New England Democrats and Republicans, along with some industry groups, have expressed their opposition to the Obama administration's budget proposal to slash the funding for the government program that provides home heating fuel assistance to low-income consumers.

The administration's budget for fiscal year (FY) 2012, which is to be released Monday, is expected to call for a $2.5 billion cut to the Low Income Energy Assistance Program (LIHEAP), Politico reported. In addition, the House Appropriations Committee has proposed LIHEAP budget cuts of $400 million for FY 2011.

LIHEAP is a block grant program under which the federal government gives states annual funds to operate home energy assistance programs for low-income households that struggle to heat their homes in the winter and cool them during the summer.

"I understand that difficult cuts have to be made...but in the middle of a brutal, even historic, New England winter, home heating assistance is more critical than ever to the health and welfare of millions of Americans, especially senior citizens," wrote Sen. John Kerry (D-MA) in a letter Wednesday to President Obama.

He called on the administration to preserve LIHEAP funding at the current level of $5.1 billion for FY 2012 when it submits its budget to Congress. Sen. Scott Brown (R-MA) opposed the proposed budget request as well, saying that cutting LIHEAP funding was a "non-starter for me." It's also expected that other leading New England Republicans -- Sens. Olympia Snowe of Maine and Susan Collins of Maine -- may rally in opposition to the proposed cuts.

Asked at a news conference Thursday about cutting LIHEAP and other programs for low-income people, House Speaker John Boehner said, "Everything is on the table. We're broke. Let's be honest with ourselves," Politico reported.

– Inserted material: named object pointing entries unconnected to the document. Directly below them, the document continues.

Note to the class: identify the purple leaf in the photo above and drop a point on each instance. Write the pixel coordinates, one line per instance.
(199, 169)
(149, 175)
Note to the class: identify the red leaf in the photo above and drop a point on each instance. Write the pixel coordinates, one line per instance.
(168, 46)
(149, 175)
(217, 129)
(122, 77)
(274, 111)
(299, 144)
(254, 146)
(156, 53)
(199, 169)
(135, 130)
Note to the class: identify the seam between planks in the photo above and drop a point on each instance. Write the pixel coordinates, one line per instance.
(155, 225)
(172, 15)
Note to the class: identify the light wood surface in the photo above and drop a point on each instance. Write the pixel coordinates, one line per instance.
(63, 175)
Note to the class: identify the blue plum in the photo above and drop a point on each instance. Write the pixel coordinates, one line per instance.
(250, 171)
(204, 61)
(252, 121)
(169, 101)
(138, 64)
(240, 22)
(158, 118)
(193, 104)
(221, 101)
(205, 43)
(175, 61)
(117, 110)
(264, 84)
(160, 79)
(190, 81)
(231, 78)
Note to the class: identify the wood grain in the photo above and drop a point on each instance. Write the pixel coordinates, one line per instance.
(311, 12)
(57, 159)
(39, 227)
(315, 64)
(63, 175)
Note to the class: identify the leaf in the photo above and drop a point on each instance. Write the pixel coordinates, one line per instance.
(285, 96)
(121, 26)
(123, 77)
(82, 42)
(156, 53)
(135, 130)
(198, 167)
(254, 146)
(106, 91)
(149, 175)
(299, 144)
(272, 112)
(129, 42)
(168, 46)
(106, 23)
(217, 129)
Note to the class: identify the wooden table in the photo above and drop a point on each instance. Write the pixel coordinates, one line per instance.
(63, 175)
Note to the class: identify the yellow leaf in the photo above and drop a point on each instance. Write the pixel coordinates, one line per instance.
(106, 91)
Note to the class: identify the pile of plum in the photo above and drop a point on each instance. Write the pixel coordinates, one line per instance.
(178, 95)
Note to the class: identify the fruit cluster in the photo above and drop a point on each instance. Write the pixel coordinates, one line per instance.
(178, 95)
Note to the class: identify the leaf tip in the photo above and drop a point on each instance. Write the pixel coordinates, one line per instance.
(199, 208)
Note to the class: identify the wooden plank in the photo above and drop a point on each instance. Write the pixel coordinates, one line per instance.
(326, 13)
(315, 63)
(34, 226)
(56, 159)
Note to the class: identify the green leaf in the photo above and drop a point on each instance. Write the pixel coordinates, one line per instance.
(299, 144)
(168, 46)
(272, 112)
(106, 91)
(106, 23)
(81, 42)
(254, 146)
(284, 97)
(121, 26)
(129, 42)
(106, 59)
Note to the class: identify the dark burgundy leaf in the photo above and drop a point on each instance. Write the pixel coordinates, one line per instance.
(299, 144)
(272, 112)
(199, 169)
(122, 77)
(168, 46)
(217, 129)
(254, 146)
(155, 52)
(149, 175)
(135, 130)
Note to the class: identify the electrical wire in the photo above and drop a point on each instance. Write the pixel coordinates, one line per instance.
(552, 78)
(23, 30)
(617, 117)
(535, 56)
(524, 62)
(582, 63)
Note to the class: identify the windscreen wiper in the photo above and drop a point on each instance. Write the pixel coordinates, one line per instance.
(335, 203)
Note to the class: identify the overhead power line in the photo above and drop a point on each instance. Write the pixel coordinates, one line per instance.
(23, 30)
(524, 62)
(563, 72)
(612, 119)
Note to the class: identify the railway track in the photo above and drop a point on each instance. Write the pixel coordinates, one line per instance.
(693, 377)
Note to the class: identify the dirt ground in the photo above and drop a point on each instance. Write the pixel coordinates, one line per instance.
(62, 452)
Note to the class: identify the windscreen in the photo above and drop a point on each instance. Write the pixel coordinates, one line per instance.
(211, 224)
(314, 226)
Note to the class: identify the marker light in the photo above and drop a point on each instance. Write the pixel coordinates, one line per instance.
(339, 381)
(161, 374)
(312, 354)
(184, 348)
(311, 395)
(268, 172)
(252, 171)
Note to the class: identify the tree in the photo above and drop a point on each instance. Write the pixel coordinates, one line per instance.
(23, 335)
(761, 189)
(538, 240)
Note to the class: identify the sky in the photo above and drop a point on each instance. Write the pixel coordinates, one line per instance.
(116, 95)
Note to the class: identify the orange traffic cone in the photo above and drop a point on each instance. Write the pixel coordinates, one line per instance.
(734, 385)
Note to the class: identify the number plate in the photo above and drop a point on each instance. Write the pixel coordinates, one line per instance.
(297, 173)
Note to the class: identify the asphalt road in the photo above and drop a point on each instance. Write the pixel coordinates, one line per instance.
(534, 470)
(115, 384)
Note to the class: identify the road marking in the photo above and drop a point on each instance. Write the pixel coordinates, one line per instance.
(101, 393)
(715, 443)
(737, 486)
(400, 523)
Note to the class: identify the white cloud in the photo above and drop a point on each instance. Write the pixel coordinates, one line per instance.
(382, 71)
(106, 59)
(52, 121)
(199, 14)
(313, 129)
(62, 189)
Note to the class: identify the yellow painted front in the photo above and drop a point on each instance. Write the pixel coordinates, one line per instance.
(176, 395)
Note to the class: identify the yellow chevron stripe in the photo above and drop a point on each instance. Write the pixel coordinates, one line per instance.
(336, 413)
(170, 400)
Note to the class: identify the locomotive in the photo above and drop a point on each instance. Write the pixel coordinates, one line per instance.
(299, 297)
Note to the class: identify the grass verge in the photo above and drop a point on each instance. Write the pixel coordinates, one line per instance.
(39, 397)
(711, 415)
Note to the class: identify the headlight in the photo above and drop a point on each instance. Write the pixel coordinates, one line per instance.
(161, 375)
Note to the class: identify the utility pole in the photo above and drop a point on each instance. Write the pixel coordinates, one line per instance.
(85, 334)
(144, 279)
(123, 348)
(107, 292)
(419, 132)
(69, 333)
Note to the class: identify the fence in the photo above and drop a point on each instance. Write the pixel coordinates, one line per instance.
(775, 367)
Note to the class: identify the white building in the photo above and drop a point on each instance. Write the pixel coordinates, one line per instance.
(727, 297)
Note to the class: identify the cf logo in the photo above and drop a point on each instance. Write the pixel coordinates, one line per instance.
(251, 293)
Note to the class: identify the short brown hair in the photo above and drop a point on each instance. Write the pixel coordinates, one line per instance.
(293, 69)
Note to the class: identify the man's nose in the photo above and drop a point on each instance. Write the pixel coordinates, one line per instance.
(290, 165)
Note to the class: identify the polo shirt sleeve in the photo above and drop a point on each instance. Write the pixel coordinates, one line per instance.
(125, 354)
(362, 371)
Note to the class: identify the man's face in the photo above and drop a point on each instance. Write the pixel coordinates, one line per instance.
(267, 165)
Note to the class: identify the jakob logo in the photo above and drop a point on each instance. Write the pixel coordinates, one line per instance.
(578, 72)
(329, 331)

Rep. Edward Markey (D-MA) went on the attack against Republican plans to cut LIHEAP spending, but he was silent on Obama's proposed cut. "It takes a frigid heart for Republicans to continue to defend tax breaks for oil and gas companies while putting heating fuel assistance for America's neediest on the chopping block," he said.

According to Kerry, it's estimated that more than three million families that qualify for LIHEAP would not receive it if the current funding levels are not maintained for FY 2012. "Compounding the situation is the increased cost of home heating oil, which is roughly 12% higher than last year."

The American Gas Association (AGA) Friday announced its "grave disappointment" that the House Appropriations Committee has proposed LIHEAP budget cuts of $400 million for 2011 and that the Obama administration is proposing further cuts for LIHEAP in FY2012.

"Millions of American households depend on LIHEAP funding, which ensures that they do not have to choose between paying their energy bills and paying for food, medicine or other necessities," said AGA CEO Dave McCurdy. "The reported $2.5 billion in budget cuts to LIHEAP funding are extreme and would severely impact the lives of nearly nine million people this winter, leaving them unable to heat their homes. That is unacceptable."

AGA said current LIHEAP funding levels only assist one in five eligible Americans in paying their energy bills. "Therefore, the cuts proposed by the House Appropriations Committee and the White House would leave millions more Americans vulnerable this winter," the organization said.